Saturday, June 4, 2022

[SOLVED] Filter lines according to a percentage

Issue

I need to filter some files in which the "Identities" are greater than 90%.

Example file

>EAW73057.1 ATP-binding cassette, sub-family A (ABC1), member 4, isoform 
CRA_b, partial [Homo sapiens]
Length=1203

 Score = 2445 bits (6337),  Expect = 0.0, Method: Compositional matrix adjust.
 Identities = 1174/1174 (100%), Positives = 1174/1174 (100%), Gaps = 0/1174 (0%)
>NP_005493.2 phospholipid-transporting ATPase ABCA1 [Homo sapiens]
 O95477.3 RecName: Full=Phospholipid-transporting ATPase ABCA1; AltName: 
Full=ATP-binding cassette sub-family A member 1; AltName: 
Full=ATP-binding cassette transporter 1; Short=ABC-1; Short=ATP-binding 
cassette 1; AltName: Full=Cholesterol efflux regulatory 
protein [Homo sapiens]
 BAB63210.1 ABCA1 [Homo sapiens]
Length=2261

 Score = 2246 bits (5819),  Expect = 0.0, Method: Compositional matrix adjust.
 Identities = 1150/2284 (50%), Positives = 1511/2284 (66%), Gaps = 81/2284 (4%)

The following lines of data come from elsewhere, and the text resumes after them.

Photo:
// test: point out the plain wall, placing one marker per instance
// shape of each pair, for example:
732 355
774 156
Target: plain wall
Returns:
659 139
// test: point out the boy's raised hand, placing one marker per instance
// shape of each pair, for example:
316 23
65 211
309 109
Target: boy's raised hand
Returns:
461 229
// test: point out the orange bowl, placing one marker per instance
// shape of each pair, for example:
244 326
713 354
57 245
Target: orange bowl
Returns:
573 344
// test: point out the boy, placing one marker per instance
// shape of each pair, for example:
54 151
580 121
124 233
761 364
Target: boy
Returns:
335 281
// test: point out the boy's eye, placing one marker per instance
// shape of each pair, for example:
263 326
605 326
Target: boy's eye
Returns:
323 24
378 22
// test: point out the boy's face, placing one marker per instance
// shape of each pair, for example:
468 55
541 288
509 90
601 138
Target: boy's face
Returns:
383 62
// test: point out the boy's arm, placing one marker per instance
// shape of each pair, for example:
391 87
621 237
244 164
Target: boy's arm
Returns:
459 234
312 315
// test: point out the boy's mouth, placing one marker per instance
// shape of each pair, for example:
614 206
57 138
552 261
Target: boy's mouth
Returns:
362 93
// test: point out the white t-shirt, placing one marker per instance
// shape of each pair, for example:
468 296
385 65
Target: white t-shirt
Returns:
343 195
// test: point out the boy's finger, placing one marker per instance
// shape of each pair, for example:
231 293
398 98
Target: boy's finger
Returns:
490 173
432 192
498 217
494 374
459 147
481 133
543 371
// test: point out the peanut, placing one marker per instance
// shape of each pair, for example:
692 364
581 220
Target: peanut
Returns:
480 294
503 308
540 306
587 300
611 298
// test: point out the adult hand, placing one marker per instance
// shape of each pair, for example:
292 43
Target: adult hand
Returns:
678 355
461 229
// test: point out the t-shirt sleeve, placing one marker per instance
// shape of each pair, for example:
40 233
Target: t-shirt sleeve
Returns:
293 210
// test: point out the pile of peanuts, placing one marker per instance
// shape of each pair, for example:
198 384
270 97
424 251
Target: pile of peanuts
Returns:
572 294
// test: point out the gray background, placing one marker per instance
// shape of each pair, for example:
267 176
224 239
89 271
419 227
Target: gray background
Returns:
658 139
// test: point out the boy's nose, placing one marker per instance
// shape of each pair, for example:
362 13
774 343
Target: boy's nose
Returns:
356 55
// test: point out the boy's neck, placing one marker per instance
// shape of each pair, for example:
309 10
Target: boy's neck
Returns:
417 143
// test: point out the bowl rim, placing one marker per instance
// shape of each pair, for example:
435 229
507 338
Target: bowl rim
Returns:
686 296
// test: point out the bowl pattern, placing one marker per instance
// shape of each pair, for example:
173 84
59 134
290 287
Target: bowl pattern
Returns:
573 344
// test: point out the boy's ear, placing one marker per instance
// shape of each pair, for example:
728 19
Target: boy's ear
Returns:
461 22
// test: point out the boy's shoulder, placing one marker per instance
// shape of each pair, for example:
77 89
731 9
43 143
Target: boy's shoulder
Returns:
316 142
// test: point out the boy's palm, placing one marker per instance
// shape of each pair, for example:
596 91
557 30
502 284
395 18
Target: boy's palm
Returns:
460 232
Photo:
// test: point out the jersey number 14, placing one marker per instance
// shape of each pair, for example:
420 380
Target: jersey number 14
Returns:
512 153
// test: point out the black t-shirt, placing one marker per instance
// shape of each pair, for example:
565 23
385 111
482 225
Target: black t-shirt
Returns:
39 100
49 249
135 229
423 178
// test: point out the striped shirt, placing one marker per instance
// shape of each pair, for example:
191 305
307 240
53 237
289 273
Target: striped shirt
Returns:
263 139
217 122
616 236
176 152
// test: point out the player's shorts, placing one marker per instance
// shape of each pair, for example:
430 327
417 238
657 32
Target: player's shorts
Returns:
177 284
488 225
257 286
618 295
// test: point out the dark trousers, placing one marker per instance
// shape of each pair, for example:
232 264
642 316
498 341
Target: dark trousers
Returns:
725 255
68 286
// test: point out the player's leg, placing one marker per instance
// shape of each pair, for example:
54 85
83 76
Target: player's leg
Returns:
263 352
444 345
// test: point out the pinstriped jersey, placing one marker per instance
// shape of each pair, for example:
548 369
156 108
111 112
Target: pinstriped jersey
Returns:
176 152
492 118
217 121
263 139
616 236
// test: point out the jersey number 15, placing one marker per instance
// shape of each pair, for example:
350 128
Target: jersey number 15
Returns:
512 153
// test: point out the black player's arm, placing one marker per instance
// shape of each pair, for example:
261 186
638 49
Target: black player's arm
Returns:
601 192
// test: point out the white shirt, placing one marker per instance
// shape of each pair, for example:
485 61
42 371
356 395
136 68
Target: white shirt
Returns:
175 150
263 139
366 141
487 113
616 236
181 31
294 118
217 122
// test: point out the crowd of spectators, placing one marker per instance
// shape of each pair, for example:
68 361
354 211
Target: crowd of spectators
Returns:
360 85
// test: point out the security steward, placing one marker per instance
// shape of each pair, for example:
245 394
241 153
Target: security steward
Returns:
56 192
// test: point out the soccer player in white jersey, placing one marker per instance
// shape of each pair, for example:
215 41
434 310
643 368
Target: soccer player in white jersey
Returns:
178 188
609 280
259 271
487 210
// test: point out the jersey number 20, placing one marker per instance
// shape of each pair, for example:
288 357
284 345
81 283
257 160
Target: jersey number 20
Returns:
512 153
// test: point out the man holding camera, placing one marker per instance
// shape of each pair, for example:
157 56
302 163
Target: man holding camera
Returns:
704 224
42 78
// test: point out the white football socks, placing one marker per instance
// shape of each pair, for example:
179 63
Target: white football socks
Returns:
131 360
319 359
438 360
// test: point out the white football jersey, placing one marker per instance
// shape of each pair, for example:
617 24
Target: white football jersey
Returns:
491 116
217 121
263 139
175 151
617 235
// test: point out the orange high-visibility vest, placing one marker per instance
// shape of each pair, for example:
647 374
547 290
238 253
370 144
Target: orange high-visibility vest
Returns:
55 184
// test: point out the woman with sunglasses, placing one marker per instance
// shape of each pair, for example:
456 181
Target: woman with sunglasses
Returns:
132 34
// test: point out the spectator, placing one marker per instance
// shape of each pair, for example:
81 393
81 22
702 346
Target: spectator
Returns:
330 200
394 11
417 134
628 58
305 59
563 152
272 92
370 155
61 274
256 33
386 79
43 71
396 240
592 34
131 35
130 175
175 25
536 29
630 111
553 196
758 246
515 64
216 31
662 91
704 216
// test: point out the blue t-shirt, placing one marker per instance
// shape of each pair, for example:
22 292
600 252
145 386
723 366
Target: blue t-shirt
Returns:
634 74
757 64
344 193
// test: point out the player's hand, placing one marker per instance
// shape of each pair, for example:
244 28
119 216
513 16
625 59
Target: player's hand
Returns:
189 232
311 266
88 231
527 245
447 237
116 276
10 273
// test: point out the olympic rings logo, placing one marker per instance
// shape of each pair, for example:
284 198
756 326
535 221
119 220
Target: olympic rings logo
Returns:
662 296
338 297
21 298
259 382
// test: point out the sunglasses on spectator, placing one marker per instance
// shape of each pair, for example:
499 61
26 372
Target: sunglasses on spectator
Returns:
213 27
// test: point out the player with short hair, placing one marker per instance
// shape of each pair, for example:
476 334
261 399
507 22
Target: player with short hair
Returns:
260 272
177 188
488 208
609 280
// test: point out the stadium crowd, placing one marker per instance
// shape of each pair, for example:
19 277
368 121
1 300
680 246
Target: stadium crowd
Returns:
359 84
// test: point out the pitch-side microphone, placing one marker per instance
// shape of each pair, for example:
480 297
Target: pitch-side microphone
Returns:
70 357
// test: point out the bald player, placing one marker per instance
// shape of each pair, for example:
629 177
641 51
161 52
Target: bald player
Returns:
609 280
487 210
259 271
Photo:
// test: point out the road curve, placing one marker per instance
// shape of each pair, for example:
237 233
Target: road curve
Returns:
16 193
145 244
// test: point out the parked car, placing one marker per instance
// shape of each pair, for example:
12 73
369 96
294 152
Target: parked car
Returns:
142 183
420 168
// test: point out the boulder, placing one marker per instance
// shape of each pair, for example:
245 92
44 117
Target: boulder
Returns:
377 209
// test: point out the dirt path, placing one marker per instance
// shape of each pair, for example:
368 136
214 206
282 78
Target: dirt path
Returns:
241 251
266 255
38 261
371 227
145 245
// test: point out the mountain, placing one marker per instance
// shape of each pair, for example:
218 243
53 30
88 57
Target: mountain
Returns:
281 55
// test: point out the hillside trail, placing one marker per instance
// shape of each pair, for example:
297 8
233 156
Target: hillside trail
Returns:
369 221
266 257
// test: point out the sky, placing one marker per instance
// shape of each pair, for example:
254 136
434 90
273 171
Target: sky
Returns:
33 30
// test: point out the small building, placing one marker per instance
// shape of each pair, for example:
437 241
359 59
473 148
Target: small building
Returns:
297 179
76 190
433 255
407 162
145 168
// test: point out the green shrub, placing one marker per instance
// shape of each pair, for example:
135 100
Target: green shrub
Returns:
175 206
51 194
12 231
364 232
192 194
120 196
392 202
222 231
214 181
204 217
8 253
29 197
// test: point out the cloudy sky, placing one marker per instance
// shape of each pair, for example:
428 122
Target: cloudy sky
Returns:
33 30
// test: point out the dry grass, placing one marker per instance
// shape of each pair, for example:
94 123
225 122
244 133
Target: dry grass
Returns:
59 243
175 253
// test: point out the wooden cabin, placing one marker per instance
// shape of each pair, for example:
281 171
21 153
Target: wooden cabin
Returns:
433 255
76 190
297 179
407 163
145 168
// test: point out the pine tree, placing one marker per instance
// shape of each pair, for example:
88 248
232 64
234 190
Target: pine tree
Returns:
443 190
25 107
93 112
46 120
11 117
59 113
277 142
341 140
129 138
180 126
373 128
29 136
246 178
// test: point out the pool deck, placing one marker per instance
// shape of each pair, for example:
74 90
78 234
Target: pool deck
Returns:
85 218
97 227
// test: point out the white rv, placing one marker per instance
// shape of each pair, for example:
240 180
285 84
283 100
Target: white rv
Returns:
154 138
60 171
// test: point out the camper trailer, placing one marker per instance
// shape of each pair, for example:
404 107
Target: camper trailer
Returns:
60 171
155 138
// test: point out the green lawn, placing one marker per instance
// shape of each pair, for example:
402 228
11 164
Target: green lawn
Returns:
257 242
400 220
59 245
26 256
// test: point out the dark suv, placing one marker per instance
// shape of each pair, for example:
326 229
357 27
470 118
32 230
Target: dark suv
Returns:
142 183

The result should be like this:

>EAW73057.1 ATP-binding cassette, sub-family A (ABC1), member 4, isoform 
CRA_b, partial [Homo sapiens]
Length=1203

 Score = 2445 bits (6337),  Expect = 0.0, Method: Compositional matrix adjust.
 Identities = 1174/1174 (100%), Positives = 1174/1174 (100%), Gaps = 0/1174 (0%)

I edited my code following this post:

awk '{RS="Identities"; FS=" "; original_block=$0; gsub(/\(|\)|%|,/,""); if ($5 >= 99) print original_block}' my_file.txt

Got this:

   >EAW73057.1 ATP-binding cassette, sub-family A (ABC1), member 4, isoform 
CRA_b, partial [Homo sapiens]
Length=1203

 Score = 2445 bits (6337),  Expect = 0.0, Method: Compositional matrix adjust.

 = 1174/1174 (100%), Positives = 1174/1174 (100%), Gaps = 0/1174 (0%)
>NP_005493.2 phospholipid-transporting ATPase ABCA1 [Homo sapiens]
 O95477.3 RecName: Full=Phospholipid-transporting ATPase ABCA1; AltName: 
Full=ATP-binding cassette sub-family A member 1; AltName: 
Full=ATP-binding cassette transporter 1; Short=ABC-1; Short=ATP-binding 
cassette 1; AltName: Full=Cholesterol efflux regulatory 
protein [Homo sapiens]
 BAB63210.1 ABCA1 [Homo sapiens]
Length=2261

 Score = 2246 bits (5819),  Expect = 0.0, Method: Compositional matrix adjust.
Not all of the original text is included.